Improving signal to noise
In the new experiment, radio noise turned out to be two orders of magnitude higher in amplitude than the expected signal. The noise was largely from “transition radiation,” produced when a charged particle crosses the interface between materials having different indices of refraction—in this case, from the vacuum of the beam chamber into the air of the lab or into the polyethylene slab. Transition radiation won’t be a problem when researchers eventually look for ionization trails from neutrino-induced cascades. In nature, those cascades take place inside the ice. But in the proof-of-concept experiment, the researchers had to address the transition radiation. Fortunately, that RF noise was similar from pulse to pulse.
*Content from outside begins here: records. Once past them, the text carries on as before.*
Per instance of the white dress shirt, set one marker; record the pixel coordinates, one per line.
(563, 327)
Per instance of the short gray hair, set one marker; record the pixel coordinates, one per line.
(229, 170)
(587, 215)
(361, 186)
To extract persuasive evidence of a cascade reflection, the researchers filtered out of their data the transition radiation and other noise—Askaryan RF fields, telecommunication signals, and reflections from concrete and metal features in the SLAC station, shown in figure 2. They performed three types of experiments: ones with both the electron beam and radar on; ones with the radar on but not the electron beam; and ones with the electron beam on but not the radar. Armed with those data, they subtracted the background to resolve a real radar signal. To constrain the analysis, they confirmed that the signal had the expected timing, frequency, and power dependence.
The experiment at SLAC. Electrons exit the beam pipe (far left) and enter the 4-m-long polyethylene target, surrounded by transmitter and receiver antennas (circled). Second from left is the transmitter; the others are receivers. (Adapted from ref. 5.)
The experiment at SLAC. Electrons exit the beam pipe (far left) and enter the 4-m-long polyethylene target, surrounded by transmitter and receiver antennas (circled). Second from left is the transmitter; the others are receivers. (Adapted from ref. 5.)
Prohira and his colleagues next want to repeat the experiment on a high-altitude ice sheet in Antarctica. It’s radio quiet there—though even the passage of wind generates residual RF hum—and the altitude increases the likelihood that a cosmic-ray-induced cascade will make it into the ice; the ionization trail will come from that cascade. Antennas just below the surface would transmit radar and pick up reflected signals.
After that in-nature test the researchers will turn their attention to neutrino-induced cascades.